Plus if you ask me, the murders in this book were cheats done with smoke (actually snow) and mirrors, and a clock that only the lumbering Dr. Fell had the brains to notice was incorrectly set. However, I don't read this author for his intricate murder set-ups. I read his books for their wonderfully ominous atmosphere. Here Carr does not disappoint. In "The Three Coffins," three brothers, jailed in Transylvania for bank robbery fake their deaths during an outbreak of the plague and are buried alive. The one with the shovel in his coffin digs his way to freedom, then leaves his brothers in their graves and runs off alone with the hidden bank loot.
Let's just say that the two brothers who are left behind play important roles in the murder and counter-murder many years later in London. I don't want to give away the plot, gimmicky though it is. Read "The Three Coffins" for a few good shudders.
In "The Crooked Hinge" all of the characters act suspiciously, including the true and false heir to the extensive Farnleigh estate (and the title that goes with it), their two lawyers, the butler, Lady Farnleigh, and assorted family friends. The reader has many reasons to suspect each character in turn after the murder (or was it suicide?) of one of the two competing heirs. The only person who might be able to tell whether the true John Farnleigh died or still lives is his tutor, Murray who happens to have taken a thumb-o-graph of young John before he was sent away to America to live with a distant relative.
John wasn't the heir, but the black sheep of the family when he was packed off to Colorado via the spanking, new ocean liner, 'Titanic.' He was thought to have died when his ship sank on her maiden voyage, but after his older brother dies without issue, not one but two John Farnleighs show up within a year of each other to claim the family estate and title. The first one to appear marries John's childhood sweetheart and settles down to manage Farnleigh.
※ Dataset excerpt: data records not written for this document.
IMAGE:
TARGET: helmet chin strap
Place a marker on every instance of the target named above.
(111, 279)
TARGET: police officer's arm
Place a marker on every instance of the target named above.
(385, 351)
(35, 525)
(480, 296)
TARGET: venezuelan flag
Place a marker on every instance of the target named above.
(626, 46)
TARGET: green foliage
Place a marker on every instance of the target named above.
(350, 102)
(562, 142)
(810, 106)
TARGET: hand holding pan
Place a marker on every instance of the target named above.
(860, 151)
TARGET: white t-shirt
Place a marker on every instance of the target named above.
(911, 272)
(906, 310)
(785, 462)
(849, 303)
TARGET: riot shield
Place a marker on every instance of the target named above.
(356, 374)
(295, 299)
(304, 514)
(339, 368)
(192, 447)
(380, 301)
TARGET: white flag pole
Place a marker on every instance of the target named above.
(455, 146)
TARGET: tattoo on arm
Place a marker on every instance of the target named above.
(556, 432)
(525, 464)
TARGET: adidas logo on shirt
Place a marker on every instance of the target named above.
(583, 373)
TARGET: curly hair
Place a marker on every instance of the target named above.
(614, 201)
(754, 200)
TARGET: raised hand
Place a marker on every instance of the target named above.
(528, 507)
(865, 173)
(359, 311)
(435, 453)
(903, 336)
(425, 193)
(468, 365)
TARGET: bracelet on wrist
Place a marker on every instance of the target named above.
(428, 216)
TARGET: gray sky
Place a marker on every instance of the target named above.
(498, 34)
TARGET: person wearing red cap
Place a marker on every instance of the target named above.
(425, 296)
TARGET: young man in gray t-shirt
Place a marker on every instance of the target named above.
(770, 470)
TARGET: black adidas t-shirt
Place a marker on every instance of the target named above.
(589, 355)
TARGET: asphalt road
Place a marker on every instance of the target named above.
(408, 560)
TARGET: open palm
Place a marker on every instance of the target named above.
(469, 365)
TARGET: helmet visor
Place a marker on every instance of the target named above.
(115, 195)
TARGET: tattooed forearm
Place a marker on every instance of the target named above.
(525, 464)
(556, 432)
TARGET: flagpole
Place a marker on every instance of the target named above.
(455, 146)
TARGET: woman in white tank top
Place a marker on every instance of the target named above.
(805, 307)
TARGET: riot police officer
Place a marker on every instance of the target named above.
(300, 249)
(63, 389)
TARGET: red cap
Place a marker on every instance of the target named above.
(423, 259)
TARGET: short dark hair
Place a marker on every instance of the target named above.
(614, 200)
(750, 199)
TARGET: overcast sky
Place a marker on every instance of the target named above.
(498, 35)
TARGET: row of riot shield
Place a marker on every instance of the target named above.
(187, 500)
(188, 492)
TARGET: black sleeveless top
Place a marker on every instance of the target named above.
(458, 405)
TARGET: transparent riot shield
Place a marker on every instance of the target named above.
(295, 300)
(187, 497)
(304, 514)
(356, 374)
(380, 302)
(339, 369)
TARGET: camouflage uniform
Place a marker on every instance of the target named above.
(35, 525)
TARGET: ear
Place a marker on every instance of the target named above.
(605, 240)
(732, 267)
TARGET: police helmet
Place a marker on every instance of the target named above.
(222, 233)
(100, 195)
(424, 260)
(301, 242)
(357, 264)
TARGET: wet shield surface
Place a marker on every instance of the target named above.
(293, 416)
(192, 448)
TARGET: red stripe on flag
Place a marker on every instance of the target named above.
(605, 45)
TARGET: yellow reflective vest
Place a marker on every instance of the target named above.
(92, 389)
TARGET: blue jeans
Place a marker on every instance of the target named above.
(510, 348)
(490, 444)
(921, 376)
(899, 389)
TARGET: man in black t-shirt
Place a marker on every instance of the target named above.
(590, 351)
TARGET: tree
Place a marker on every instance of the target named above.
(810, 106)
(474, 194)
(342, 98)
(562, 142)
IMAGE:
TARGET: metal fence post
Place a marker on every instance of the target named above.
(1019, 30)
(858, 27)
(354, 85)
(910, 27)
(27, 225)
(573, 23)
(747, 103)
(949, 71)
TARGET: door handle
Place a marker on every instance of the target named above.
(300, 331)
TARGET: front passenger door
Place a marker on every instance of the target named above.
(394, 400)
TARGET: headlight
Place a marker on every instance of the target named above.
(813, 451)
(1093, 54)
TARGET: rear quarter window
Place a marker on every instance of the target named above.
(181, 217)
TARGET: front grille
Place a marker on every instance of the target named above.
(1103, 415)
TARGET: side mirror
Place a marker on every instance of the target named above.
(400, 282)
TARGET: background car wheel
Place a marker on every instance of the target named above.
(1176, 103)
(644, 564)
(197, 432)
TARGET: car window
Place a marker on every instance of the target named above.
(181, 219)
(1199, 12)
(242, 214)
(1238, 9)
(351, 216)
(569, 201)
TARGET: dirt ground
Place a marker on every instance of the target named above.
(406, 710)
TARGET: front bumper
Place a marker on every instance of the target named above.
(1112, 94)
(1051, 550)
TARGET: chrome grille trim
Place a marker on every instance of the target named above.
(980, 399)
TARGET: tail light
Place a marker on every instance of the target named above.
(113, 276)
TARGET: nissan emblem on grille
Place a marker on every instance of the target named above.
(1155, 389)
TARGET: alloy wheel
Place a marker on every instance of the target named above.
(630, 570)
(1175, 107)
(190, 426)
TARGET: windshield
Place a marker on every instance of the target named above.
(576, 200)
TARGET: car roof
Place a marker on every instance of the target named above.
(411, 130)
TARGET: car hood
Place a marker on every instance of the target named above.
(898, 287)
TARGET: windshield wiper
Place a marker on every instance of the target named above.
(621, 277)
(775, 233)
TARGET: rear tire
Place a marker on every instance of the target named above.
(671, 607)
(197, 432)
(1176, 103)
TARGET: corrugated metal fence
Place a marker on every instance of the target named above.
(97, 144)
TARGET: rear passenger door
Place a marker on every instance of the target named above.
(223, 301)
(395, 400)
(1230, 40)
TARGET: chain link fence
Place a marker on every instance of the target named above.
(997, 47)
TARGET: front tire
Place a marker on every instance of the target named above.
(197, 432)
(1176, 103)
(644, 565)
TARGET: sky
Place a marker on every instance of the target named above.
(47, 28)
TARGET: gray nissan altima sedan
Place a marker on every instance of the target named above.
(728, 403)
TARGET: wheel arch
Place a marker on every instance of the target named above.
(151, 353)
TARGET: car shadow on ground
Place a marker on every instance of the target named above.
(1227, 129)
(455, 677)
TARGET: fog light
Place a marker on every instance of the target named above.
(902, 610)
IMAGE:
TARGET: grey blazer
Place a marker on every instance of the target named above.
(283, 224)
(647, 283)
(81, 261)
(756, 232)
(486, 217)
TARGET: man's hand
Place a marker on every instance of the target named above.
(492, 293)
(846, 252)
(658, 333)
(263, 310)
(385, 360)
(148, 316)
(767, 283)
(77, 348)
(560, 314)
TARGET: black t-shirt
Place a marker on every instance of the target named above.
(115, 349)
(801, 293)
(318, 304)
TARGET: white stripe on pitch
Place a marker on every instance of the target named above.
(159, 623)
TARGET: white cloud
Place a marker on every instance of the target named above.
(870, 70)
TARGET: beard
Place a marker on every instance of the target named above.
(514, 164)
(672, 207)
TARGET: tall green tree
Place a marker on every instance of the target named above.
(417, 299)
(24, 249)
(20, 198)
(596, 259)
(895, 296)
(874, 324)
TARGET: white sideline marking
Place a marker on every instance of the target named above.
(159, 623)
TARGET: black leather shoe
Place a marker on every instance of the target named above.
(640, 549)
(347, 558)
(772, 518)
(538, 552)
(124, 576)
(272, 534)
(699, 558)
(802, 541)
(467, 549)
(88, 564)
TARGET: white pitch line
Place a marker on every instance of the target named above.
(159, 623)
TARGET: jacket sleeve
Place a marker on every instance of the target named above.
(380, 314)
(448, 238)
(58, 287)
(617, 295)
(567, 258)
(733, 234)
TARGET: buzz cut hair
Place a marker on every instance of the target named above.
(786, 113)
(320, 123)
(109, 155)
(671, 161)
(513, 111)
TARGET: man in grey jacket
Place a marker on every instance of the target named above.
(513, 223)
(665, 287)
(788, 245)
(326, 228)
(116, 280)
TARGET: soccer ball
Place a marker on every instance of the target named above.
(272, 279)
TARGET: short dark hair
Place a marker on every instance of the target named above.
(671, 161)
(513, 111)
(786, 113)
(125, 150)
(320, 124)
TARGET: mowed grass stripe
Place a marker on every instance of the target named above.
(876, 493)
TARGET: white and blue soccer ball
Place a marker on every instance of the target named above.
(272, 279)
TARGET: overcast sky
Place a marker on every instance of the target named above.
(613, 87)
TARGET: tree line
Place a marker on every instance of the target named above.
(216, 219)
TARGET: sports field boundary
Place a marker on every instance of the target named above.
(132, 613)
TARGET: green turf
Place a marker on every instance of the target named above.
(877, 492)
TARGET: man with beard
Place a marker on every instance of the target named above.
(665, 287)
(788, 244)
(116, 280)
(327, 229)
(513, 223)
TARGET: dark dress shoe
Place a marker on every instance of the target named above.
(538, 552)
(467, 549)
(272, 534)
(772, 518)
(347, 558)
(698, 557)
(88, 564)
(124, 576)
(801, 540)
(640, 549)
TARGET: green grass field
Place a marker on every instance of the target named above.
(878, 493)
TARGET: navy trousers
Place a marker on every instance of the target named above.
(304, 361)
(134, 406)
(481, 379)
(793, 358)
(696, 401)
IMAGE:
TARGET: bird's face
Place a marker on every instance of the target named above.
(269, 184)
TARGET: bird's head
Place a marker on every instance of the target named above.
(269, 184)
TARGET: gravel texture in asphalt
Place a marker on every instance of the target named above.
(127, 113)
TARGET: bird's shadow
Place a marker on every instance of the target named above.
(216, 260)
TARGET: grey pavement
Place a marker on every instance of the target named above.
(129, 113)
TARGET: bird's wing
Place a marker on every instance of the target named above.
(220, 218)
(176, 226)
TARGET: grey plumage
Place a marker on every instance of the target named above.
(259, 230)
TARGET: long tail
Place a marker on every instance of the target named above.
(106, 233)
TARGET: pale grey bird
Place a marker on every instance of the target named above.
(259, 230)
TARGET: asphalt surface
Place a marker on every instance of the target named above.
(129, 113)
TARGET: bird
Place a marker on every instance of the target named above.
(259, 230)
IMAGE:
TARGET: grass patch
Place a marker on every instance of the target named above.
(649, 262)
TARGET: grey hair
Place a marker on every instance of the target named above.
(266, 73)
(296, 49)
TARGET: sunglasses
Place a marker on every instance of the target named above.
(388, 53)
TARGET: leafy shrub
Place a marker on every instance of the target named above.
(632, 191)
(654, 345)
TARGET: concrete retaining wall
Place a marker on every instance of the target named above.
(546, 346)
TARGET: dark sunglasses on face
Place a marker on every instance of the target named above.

Then up pops John Farnleigh #2, one of the competing heirs dies, and someone steals Murray's thumb-o-graph. The reader is beset with conflicting stories and clues, when Dr. Fell finally lumbers onto the scene with his shovel-hat, swirling cape, and crutch-headed cane. He figures out who killed whom right away, but the reader is left grasping at hints (some of them pretty darn subtle - I think Carr cheats a little on this mystery) until the final denouement, which involves that fateful night when the 'Titanic' went down.
"The Case of the Constant Suicides" (1941) is a fun read and one of the author's more interesting mysteries--three men die and the reader must determine who committed suicide and who was murdered. This book is very much of a howdunit as well as a whodunit. The humungous Dr. Gideon Fell, galumphs into view about a third of the way through, after one man is already mysteriously deceased. Old Angus Campbell meets his end after plunging out of the window of his locked tower bedroom. The door has to be broken down in order for the deceased man's bedroom to be examined. The only unusual object in the tower room is an empty animal carrier, its wire-mesh door tightly shut.
John Dickson Carr takes a turn to heavy-handed humor in "The Case of the Constant Suicides." Most of the roistering is caused by a malt whiskey called 'the Doom of the Campbells.' A pesky American newspaperman is drenched, shot at, and hunted from the castle grounds whenever the Doom is flowing through the inhabitants of the castle. This isn't my favorite Gideon Fell mystery, but it was fun to read--more smiles than frissons of terror.